Spend money on experience versus things.
Though you might think that a wardrobe packed to the brim with the latest trends will bring you endless satisfaction; it won't. Instead, research suggests we get a lot more bang for our buck when we spend our money on memorable experiences. Whether it's a gig with mates (adding a social element, which further boosts your feel good hormones) or a trip abroad, a study from Psychological Science found that those who splurged on doing rather than having, felt better about themselves in the long run.
Listen to Mozart, not Beethoven.
Your brain will thank you for it. Sorry Beethoven, you're good, but you're not that good. We all know that listening to music makes us feel good, unless of course you've just broken up with somebody and are enduring Adele's '21' album, but listening to Mozart has particular brain-boosting benefits that are not evident with all music. Recently, it was found that Mozart was better than Beethoven when it comes to activating circuits in the brain that relate to attention and thinking. "The results of our study show an increase in the power and frequency index of background activity in both adults and the healthy elderly after listening to Mozart... This brain wave activity is linked to intelligent quotient, memory, cognition and (having an) open mind to problem-solving. No changes in EEG activity were detected in adults and the elderly after listening to Beethoven."
Leave social media alone.
Make a conscious effort to avoid technology for an hour, even a half hour, before bed. Give your mind a chance to slow down after a day spent glued to a series of screens, allowing for a deeper, more restful and restorative sleep. Instead, spend some time focusing on your breathing in and out, reducing your heart rate, or, not to contradict ourselves, set a meditation app on your phone (then move it far away from you) and listen to a guided plan to have you feeling totally relaxed in under five minutes. If your brain's a little too awake, delving into a good book will do more than make you sleepy; research suggests reading can reduce stress by more than two-thirds. In a study commissioned by Galaxy chocolate, reported by The Telegraph a few years back, researchers found that reading a book had a far greater effect on stress reduction than even walking or listening to music.
The benefits of keeping a gratitude diary are well documented. As humans, we are hardwired to have a negativity bias, meaning that it is far easier for us to focus on the negative than it is the positive.
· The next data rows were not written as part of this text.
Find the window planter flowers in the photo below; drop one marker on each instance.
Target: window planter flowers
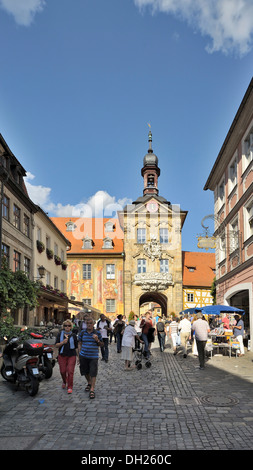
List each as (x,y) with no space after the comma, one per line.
(57,260)
(64,265)
(40,246)
(50,253)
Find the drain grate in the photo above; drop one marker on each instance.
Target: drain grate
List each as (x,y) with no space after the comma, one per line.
(215,400)
(186,401)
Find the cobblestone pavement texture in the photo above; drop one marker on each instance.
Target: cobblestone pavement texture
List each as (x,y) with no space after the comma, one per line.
(171,405)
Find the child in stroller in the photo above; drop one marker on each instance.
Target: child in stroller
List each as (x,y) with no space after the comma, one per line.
(139,355)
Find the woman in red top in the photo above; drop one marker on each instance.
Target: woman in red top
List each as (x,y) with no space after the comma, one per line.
(145,325)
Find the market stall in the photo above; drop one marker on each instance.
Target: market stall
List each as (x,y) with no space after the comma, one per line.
(221,339)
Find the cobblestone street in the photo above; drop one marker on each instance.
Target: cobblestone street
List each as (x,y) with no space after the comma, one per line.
(171,406)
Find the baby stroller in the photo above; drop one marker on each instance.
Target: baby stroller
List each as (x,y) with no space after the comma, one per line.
(139,355)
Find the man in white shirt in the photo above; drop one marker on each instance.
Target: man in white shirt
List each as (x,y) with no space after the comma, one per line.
(185,333)
(201,328)
(104,327)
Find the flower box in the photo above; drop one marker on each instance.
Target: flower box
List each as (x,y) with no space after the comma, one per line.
(50,253)
(40,246)
(57,260)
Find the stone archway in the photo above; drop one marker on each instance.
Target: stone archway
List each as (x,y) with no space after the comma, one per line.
(156,297)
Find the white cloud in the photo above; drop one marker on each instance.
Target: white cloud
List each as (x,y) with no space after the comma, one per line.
(23,10)
(99,205)
(227,22)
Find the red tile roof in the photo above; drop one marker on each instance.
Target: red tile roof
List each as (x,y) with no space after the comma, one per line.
(93,228)
(204,266)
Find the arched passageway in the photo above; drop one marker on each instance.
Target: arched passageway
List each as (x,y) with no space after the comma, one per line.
(155,297)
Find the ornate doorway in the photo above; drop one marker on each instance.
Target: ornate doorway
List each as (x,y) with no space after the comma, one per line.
(155,297)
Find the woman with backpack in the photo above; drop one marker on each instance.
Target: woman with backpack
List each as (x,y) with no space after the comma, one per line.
(119,327)
(161,333)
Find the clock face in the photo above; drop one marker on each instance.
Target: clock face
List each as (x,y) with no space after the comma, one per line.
(152,206)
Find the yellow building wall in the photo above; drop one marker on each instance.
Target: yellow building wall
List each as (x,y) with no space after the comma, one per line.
(201,297)
(98,288)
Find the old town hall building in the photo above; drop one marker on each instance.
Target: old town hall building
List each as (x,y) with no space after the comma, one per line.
(152,245)
(117,265)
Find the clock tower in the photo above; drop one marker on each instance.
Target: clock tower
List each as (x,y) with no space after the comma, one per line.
(152,246)
(150,170)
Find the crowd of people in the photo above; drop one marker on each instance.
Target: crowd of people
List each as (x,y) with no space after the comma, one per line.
(82,340)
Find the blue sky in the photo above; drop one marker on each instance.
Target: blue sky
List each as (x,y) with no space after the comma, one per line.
(81,79)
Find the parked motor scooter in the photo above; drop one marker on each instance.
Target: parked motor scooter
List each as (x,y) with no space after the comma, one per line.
(46,361)
(21,363)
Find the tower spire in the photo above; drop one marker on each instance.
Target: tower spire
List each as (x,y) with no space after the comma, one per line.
(150,170)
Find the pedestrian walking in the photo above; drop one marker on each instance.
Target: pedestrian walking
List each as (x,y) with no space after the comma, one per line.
(119,327)
(161,333)
(104,326)
(173,333)
(66,342)
(146,324)
(89,341)
(201,328)
(185,333)
(128,344)
(239,333)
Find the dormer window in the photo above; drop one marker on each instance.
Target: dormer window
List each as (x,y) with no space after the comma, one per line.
(87,243)
(109,226)
(191,269)
(151,180)
(5,161)
(107,243)
(70,226)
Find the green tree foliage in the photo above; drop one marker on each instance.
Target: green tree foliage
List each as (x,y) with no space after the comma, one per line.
(16,290)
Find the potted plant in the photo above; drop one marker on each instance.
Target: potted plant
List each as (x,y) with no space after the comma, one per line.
(40,246)
(50,253)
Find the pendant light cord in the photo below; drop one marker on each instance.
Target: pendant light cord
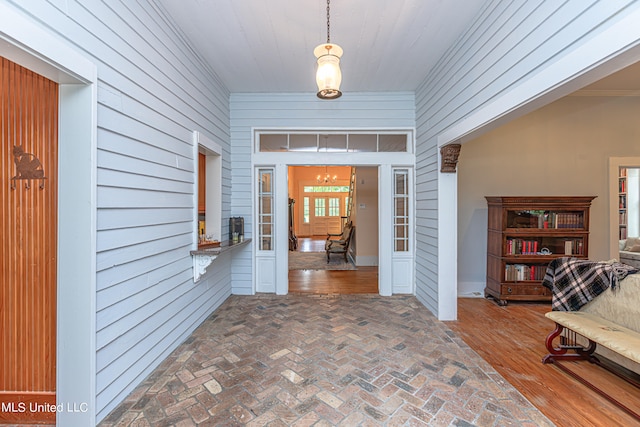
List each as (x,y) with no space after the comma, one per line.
(328,24)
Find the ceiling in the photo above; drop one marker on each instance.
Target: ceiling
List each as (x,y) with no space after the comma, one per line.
(389,45)
(267,45)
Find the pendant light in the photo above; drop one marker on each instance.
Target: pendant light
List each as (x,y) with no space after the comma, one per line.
(328,75)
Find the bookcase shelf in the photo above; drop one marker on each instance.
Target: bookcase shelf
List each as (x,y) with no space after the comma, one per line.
(622,203)
(524,234)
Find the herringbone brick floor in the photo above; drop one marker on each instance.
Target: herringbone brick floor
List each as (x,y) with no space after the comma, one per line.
(305,360)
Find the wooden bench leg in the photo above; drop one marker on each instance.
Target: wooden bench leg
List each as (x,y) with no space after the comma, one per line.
(560,353)
(567,343)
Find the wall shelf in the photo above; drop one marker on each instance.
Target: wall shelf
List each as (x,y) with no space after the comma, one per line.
(202,258)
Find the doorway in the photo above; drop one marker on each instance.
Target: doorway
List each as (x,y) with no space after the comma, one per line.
(29,143)
(321,207)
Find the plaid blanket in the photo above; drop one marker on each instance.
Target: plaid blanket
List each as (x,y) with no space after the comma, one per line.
(574,282)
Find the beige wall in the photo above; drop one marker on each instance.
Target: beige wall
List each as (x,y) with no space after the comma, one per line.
(560,149)
(298,175)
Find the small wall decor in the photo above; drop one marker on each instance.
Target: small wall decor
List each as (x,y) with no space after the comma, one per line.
(449,155)
(28,167)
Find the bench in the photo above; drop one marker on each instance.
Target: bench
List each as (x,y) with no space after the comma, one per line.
(571,325)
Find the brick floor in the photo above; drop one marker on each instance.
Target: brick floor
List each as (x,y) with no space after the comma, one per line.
(309,360)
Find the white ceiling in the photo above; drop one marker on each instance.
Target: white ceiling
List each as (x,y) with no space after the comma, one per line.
(267,45)
(389,45)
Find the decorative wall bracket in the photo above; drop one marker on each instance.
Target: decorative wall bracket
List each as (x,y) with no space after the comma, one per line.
(449,154)
(28,167)
(201,262)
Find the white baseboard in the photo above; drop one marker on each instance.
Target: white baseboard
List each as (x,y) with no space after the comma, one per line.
(367,261)
(471,289)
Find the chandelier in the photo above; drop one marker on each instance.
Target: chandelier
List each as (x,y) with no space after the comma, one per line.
(326,178)
(328,75)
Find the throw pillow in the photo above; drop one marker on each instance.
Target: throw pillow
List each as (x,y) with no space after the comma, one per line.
(631,242)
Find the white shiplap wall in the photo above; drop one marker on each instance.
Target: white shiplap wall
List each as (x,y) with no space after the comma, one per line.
(509,44)
(152,93)
(299,111)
For example, if you do an interview for a job, and they praise you highly in nine areas out of ten, but say even the tiniest thing negative about one thing, you will instantly zone in on that one negative, placing less importance on the rest. Taking time to write a gratitude diary, writing down a list of five to ten things that you're grateful for or happy about - no matter how small they may be - will rewire your brain, over time, to pay more attention to life's positives. Trust us, it works.